Part withdrawal from the policy’s cash value
It is possible to withdraw a fraction of the covers cash value. When you do this, you receive some cash alright but it will reduce the death benefits. It is a good option to consider if your children have matured and are financially stable. In most cases, partial withdrawal may still leave something for your spouse. Here is how it works:
For universal and variable insurance policies, partial withdrawal is equated to being given a fraction of death benefits in advance. It reduces the future payout to the beneficiaries by the amount withdrawn. Also, you must ensure that you don’t withdraw any money above what you have paid as premiums. If this was to happen, you will be forced to pay an income tax.
For whole life insurance policies, partial withdrawal is discouraged. The reason is that it makes the insurer reduce the death benefits by an amount greater than what has been withdrawn.
Use the cash value to increase the death benefits
If the cash value is sizeable but you don’t want to utilize it, you may choose to use it to increase the benefits you will leave to people you have listed as beneficiaries. Unfortunately, this option is not always available. Thus, it may be necessary that you check with the insurer. It is one of the methods you can use to ensure that your family does not lose the cash value you have built over the years.
Even though you can use the policy’s cash value in many ways, you must speak to your insurance company. It helps you to understand the rules and will help you benefit the most from the policy.
Withdrawing the cash value
If you find it hard to continue paying premiums for permanent life insurance, you may need to surrender the policy. You will be allowed to receive your cash value as a lump sum. Unfortunately, it comes with the following caveats.
- The insurers charge a huge surrender fee. The fees are deducted from the cash value reimbursed.
- Many firms set the period the policy must be in force before you are allowed to draw the cash.

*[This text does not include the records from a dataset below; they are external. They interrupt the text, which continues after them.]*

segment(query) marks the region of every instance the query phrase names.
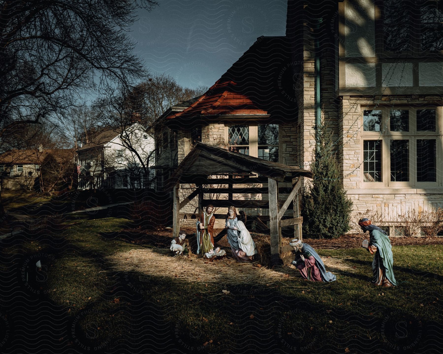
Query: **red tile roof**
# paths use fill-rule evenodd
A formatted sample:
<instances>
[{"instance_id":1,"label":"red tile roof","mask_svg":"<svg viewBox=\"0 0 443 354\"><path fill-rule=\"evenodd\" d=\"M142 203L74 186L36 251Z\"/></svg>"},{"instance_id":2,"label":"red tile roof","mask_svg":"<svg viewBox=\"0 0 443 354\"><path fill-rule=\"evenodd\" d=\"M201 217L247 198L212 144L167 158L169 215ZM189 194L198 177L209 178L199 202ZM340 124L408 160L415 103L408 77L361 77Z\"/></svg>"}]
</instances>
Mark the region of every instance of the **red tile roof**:
<instances>
[{"instance_id":1,"label":"red tile roof","mask_svg":"<svg viewBox=\"0 0 443 354\"><path fill-rule=\"evenodd\" d=\"M203 96L167 119L268 114L276 119L296 118L290 58L285 37L259 38Z\"/></svg>"}]
</instances>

- You will be taxed on the saving if the amount of the cash value you want to withdraw exceeds the premiums paid.
- If you opt to take the life insurance cash the financial security you set out for your family is lost.
Taking a policy with a cash value confers a lot of benefits to the holder. The money can be used to pay for premiums or as a security for loans. Also, it can be withdrawn as cash when surrendering the policy. Lastly, the cash value can be used to increase the death benefits you leave behind to the beneficiaries.